Y en esta situación, Zapatero amaga con un giro fiscal hacia la izquierda y a las pocas horas da media vuelta y retorna al punto de partida. Eso es lo que se llama pragmatismo político. Yo diría que sólo es oportunismo político. Y si me apuran añadiré que de baja estofa. Una asignatura que los posibilistas – y lo son casi todos – dominan a la perfección. El meollo de la cuestión es que CIU se cabreó y le dijo que alto o que se atuviera a las consecuencias. Por eso se ha ido al carajo la enmienda pactada con IU, esa que debía gravar a los más ricos. Que tampoco era para tanto. En esto siempre hay más ruido que nueces. Los ricos – con unos o con otros - siempre son los que menos pagan. La mayoría ni siquiera paga, para eso están las sociedades, las fundaciones y toda esa ingeniería contable a su servicio. Con la derecha o con la socialdemocracia los impuestos los pagan los que tienen nómina. O sea, que menos demagogia.

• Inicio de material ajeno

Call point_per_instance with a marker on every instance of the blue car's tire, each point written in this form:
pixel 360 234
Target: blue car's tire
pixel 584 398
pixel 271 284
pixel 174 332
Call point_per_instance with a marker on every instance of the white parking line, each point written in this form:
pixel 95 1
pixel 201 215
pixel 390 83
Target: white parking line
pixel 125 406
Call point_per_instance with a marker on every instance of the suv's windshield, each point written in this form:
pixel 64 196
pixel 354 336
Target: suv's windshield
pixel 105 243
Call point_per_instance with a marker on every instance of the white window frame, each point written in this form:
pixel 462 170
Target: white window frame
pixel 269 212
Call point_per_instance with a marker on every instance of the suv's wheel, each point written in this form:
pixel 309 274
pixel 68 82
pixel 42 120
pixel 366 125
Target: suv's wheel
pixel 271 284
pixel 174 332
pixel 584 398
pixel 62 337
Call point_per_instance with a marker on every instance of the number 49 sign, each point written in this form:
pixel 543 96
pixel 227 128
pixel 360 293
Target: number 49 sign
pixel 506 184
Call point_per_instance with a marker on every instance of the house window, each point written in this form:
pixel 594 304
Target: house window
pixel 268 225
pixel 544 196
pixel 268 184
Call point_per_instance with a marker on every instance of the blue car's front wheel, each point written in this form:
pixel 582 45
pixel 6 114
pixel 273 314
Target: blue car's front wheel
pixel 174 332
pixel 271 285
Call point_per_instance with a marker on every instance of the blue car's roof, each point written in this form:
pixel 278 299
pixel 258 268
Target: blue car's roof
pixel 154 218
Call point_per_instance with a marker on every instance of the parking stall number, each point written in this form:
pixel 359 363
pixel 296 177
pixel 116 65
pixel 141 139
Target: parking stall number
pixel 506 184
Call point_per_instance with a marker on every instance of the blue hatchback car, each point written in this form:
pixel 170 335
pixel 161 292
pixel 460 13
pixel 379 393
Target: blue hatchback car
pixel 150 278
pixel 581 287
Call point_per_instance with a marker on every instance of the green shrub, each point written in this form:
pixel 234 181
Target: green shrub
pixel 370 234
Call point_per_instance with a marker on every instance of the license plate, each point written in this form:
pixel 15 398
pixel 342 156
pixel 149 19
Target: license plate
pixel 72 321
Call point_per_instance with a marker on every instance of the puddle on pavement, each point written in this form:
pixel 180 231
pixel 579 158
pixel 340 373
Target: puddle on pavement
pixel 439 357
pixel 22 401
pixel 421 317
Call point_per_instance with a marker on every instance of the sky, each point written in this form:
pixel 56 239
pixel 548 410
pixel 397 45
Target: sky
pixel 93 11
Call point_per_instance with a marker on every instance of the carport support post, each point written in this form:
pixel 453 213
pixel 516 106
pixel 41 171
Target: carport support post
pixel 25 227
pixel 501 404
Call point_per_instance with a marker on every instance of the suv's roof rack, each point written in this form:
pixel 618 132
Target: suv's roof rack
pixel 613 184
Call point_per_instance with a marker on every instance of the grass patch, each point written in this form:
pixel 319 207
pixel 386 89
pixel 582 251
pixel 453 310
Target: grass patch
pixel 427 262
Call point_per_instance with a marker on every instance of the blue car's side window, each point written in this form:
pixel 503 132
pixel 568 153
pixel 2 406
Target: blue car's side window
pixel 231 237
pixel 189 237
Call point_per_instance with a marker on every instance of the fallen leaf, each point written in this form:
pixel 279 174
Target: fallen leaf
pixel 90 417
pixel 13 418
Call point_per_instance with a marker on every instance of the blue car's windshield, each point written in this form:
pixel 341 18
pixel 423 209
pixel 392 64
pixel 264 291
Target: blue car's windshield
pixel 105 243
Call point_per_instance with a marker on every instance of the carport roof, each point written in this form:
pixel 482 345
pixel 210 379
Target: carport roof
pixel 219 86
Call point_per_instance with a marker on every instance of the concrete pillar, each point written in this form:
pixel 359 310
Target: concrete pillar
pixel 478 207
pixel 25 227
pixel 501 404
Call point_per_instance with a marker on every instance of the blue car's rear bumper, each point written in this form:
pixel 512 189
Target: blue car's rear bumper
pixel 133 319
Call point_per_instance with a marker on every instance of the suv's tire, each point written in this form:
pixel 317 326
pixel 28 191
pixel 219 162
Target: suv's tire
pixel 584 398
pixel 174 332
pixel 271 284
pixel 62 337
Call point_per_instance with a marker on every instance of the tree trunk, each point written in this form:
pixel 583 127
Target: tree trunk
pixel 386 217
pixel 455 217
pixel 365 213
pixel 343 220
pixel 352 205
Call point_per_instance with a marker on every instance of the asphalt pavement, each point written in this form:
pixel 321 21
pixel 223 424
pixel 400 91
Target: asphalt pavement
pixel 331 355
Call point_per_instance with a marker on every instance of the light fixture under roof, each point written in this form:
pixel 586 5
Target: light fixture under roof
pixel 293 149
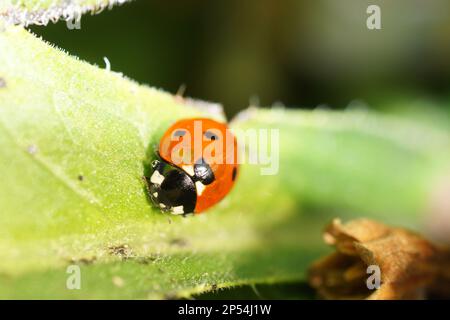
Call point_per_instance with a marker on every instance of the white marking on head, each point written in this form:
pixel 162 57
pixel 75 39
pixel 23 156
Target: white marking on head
pixel 200 187
pixel 178 210
pixel 189 170
pixel 157 178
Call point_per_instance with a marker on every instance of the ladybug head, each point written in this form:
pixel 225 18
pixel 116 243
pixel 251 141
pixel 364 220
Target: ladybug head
pixel 172 189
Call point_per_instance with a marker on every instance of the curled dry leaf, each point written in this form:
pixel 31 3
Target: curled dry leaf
pixel 411 266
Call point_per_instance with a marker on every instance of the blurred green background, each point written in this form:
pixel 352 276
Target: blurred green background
pixel 299 53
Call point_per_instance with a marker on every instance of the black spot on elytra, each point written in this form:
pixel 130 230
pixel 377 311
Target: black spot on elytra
pixel 233 175
pixel 209 135
pixel 179 133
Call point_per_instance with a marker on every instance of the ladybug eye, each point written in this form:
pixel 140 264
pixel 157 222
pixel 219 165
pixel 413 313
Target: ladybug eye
pixel 210 135
pixel 179 133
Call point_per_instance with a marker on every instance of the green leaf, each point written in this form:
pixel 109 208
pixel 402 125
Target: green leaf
pixel 41 12
pixel 76 141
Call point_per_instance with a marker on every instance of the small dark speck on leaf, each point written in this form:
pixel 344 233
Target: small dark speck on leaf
pixel 32 149
pixel 123 251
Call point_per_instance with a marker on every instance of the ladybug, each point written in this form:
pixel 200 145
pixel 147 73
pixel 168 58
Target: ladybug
pixel 196 166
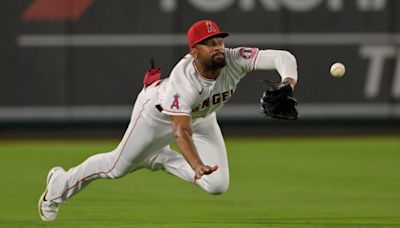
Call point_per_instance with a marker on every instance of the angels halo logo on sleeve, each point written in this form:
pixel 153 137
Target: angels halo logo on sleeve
pixel 175 102
pixel 247 52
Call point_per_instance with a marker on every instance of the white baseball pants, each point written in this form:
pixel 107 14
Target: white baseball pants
pixel 146 145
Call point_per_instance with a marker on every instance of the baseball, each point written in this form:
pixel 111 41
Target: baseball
pixel 338 70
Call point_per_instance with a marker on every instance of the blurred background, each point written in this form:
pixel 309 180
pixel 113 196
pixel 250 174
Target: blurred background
pixel 74 67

Rajoy tiene razón en que la política del Gobierno sólo son bandazos. Es casi en lo único que tiene razón, porque si en el PSOE cuecen habas en el PP a calderadas. Pues tiene bemoles que el PP exima a Bárcenas de responsabilidad en la trama de corrupción del caso Gürtel y asociados. Eso es un insulto a la ciudadanía. Un tipo que multiplica su patrimonio por cuatro, que paga a tocateja sumas millonarias y al que pillan en  tropecientos renuncios, no puede permanecer en un cargo de representación institucional ni un minuto más. Pero en esta España monárquica, socialdemócrata y liberal todo es posible. A Zapatero no se le resiste ni la cuadratura del círculo.